COMMUNIQUE DE PRESSE DE SOS HOMOPHOBIE DU 8 DECEMBRE 2008
Le 11 septembre 2001, la vie de Christophe Bridou, chef de la police
municipale de Garges-Lès-Gonesse, a basculé. Accusé par madame Nelly
OLIN, sénateur-maire de la ville, d’escroquerie, de détournements de
fonds et de vols. Se sont ajoutées, par plaintes pénales, des
accusations de recel d’images à caractère pédophile.
L'homosexualité de Christophe ayant été révélée peu de temps avant : ceci explique sans doute cela.
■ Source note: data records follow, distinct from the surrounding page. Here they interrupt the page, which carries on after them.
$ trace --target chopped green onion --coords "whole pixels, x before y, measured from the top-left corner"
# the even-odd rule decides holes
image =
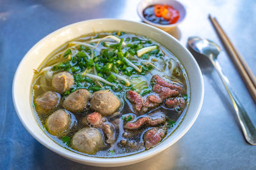
[[[70,144],[70,137],[69,136],[63,136],[61,138],[62,142],[65,143],[67,145],[69,145]]]
[[[68,49],[63,54],[64,57],[67,56],[68,55],[72,54],[72,52],[70,49]]]
[[[132,119],[132,117],[131,115],[129,115],[128,117],[126,118],[126,122],[129,122]]]
[[[108,78],[106,79],[109,82],[113,82],[116,79],[116,77],[114,76],[113,74],[110,74]]]
[[[144,90],[144,91],[142,92],[141,96],[143,96],[150,93],[150,92],[151,92],[150,89],[148,89],[148,90]]]
[[[172,120],[169,120],[169,122],[168,124],[168,125],[171,127],[173,127],[173,125],[175,125],[175,124],[176,123],[175,121],[173,121]]]
[[[188,95],[187,94],[184,94],[182,96],[182,97],[185,99],[185,100],[188,100]]]

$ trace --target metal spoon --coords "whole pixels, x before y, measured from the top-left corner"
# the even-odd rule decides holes
[[[188,44],[192,50],[210,60],[228,93],[245,139],[250,144],[256,145],[255,127],[241,103],[231,90],[228,80],[222,73],[221,68],[216,60],[221,51],[220,48],[214,42],[199,37],[189,38]]]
Le cas de Christophe nous semble tout à fait emblématique de
l'homophobie au travail qui fait l'objet, chaque année, de plus de 150
appels à notre association : en général, les propos sont tenus sans
témoins et l'amalgame homosexualité / pédophilie est presque
systématiquement utilisé pour stigmatiser ou harceler.
Révoqué et radié des cadres de la fonction publique, Christophe Bridou
a toujours clamé son innocence. Il aura pourtant fallu six ans de mise
en examen et de contrôle judiciaire pour que la justice rende une
ordonnance de non-lieu disculpant Christophe Bridou de tous les faits
dont il était accusé. La vie de Christophe Bridou a été réduite à
néant, considéré comme coupable avant même que l'enquête commence :
licencié sans assurance chômage, interdit de contact avec ses enfants…
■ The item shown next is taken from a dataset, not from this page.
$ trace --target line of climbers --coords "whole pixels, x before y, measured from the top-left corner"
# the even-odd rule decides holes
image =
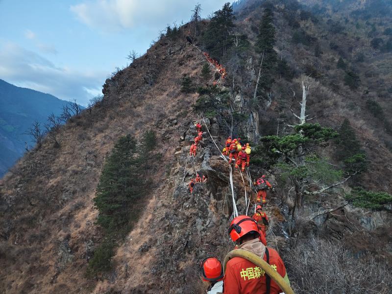
[[[241,171],[249,167],[251,148],[249,143],[241,146],[241,138],[226,141],[222,153],[229,156],[229,163],[235,160],[235,168],[241,166]],[[266,234],[270,223],[268,216],[263,211],[266,203],[267,190],[274,192],[274,188],[265,175],[253,181],[253,189],[257,193],[255,213],[250,218],[240,215],[231,222],[228,233],[236,244],[235,249],[242,249],[262,258],[273,268],[290,286],[286,268],[278,252],[267,247]],[[279,294],[282,290],[264,270],[242,257],[236,257],[229,260],[226,271],[220,261],[211,256],[204,259],[200,264],[202,279],[209,283],[208,294]]]
[[[197,132],[197,136],[196,137],[194,140],[194,144],[191,145],[191,148],[189,150],[189,155],[193,156],[194,157],[196,156],[197,152],[197,147],[199,146],[199,143],[201,142],[203,140],[203,131],[202,130],[202,126],[200,123],[197,122],[196,125],[196,130]],[[191,180],[191,182],[189,183],[188,188],[189,189],[189,192],[192,194],[193,192],[194,187],[196,183],[204,183],[207,180],[207,177],[203,175],[202,177],[200,177],[198,173],[196,174],[196,177],[194,179]]]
Le 20 juillet 2007, le tribunal de grande instance de Pontoise lave de
tout soupçons Christophe. Il dépose plainte pour dénonciation
calomnieuse le 28 août 2007 contre Nelly Olin qui, en tant que maire de
Garges-Lès-Gonesse avait auparavant porté plainte contre lui.
Depuis, aucune suite... L'instruction se prolonge bien au delà des délais normaux : attente habituelle pour Christophe.
Les enfants de Christophe Bridou déposeront plainte contre Nelly Olin,
le lundi 8 décembre 2008 pour demander réparation de l'accusation
calomnieuse qui les a privé de la présence de leur père pendant
plusieurs années.
Toute cette affaire a brisé une famille, une vie, une carrière.